Mission accomplished, and Wilkes didn’t have to lift a finger.
There had been light and heat and a shock wave that hit him so fast he didn’t hear it until he was already on his back in the rubble, staring up at a blue sky.
Just like now, except this sky was gray. Not a lot of gray days in Iraq, the way he remembered it. Gray days meant stateside. He was in America, he decided.
Right. New York. It all came flooding back. Angel. Chapel.
After an explosion, if you woke up on your back like this, you were supposed to just lie still. You might have a concussion or, worse, your neck could be broken and it would be hard to tell. Lie still and wait for help to arrive.
Wilkes heard a lot of shouting, somebody yelling for somebody else to freeze. “Okay,” he said. “No problem.”
There were people running around, yelling things back and forth. Something hit the ground hard and a piece of broken glass bounced off Wilkes’s cheek. Maybe there was going to be another explosion. Maybe there was another bomb.
Eventually a paramedic came over and looked at Wilkes’s eyes and asked him what day it was, who the president was. He complied and answered all their questions. That information wasn’t classified. Somebody else took his blood pressure.
“He’s okay,” they said. “One lucky son of a bitch.”
Which was pretty much how Wilkes had felt that day back in Fallujah.
“Just stay here. There’s an ambulance coming,” somebody else said.
“How do I look?” Wilkes asked. “Anything broken?”
The paramedic actually laughed. “No. And you’ve got the right number of arms and legs, still. But you’re covered from head to toe in cuts and bruises. We’re also worried you might have a concussion.”
“I’ve had worse,” Wilkes said. He sat up. The paramedic tried to push him back down, but Wilkes just shrugged the guy off. “I’ve got work to do.” He remembered when the robot came rushing at the trailer. He’d known something was up so he smashed his way through the blacked-out windows and out the back of the trailer. Looked like that had been the right move.
“You really need to be in a hospital right now. You could have internal injuries — hell, for all I know you’re bleeding out right now, I just can’t see it.”
He just waved one hand in the guy’s direction and headed back to the blast site. Not much left. All the computers and stuff were destroyed and just one corner of the trailer remained, sticking up in the air like a jagged spearhead. Angel was gone. Vaporized.

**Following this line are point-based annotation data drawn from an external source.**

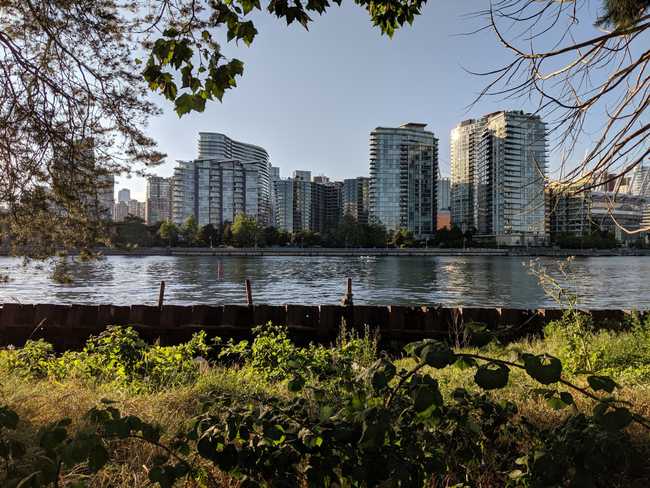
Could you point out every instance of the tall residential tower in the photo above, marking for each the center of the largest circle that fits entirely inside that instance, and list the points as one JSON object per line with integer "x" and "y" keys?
{"x": 498, "y": 170}
{"x": 403, "y": 173}
{"x": 228, "y": 178}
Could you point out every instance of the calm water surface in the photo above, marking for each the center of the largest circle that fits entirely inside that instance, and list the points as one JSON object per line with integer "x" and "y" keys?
{"x": 610, "y": 282}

Well, most of her. In the short time he’d had inside, before the robot came, he’d noticed that one of the hard drives was missing from her server stack. Somebody had taken it.

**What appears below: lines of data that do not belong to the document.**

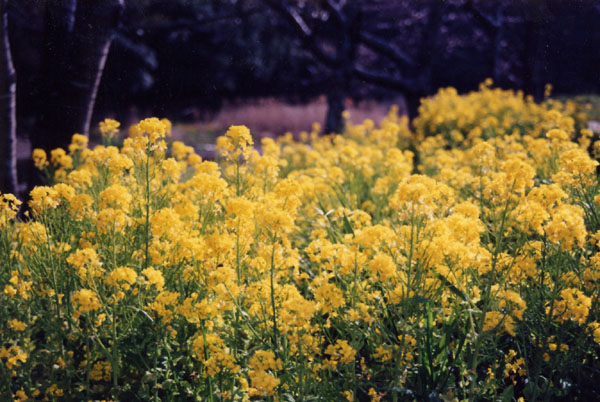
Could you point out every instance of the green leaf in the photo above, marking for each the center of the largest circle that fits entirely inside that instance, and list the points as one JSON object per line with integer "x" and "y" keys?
{"x": 508, "y": 394}
{"x": 347, "y": 226}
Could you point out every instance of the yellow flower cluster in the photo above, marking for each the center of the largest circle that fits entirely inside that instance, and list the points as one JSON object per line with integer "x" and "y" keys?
{"x": 381, "y": 263}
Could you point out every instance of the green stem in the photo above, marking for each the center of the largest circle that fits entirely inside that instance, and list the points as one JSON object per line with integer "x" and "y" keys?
{"x": 273, "y": 296}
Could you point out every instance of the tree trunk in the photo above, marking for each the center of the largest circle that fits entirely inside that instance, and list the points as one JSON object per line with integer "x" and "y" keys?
{"x": 335, "y": 107}
{"x": 77, "y": 39}
{"x": 350, "y": 26}
{"x": 8, "y": 126}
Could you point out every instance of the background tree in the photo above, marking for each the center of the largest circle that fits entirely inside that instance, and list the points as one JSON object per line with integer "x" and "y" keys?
{"x": 8, "y": 123}
{"x": 77, "y": 38}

Chapel. It must have been Chapel.
Which meant his mission wasn’t complete at all. And worse — he couldn’t trust the man who’d given it to him. The only way Chapel could have known to come here, the only way he could have beaten Wilkes to the punch, was if Hollingshead had fed him information he wasn’t supposed to have.
Well, that was kind of fucked up.
Wilkes walked away from the paramedics, who seemed to have other people to worry about. There were a bunch of things he needed to do. First and hardest was that he needed to call the Department of Defense and tell them Rupert Hollingshead was in league with the drone hijacker. That wasn’t going to go down well, but it had to be done. Then Wilkes needed to find the highest-ranking cop who hadn’t been blown up in the blast. He needed to start organizing a manhunt.
If he wanted to salvage anything from this mission, he was going to have to get that hard drive. Anything else was failure. Marines like Wilkes found the very idea of failure unacceptable.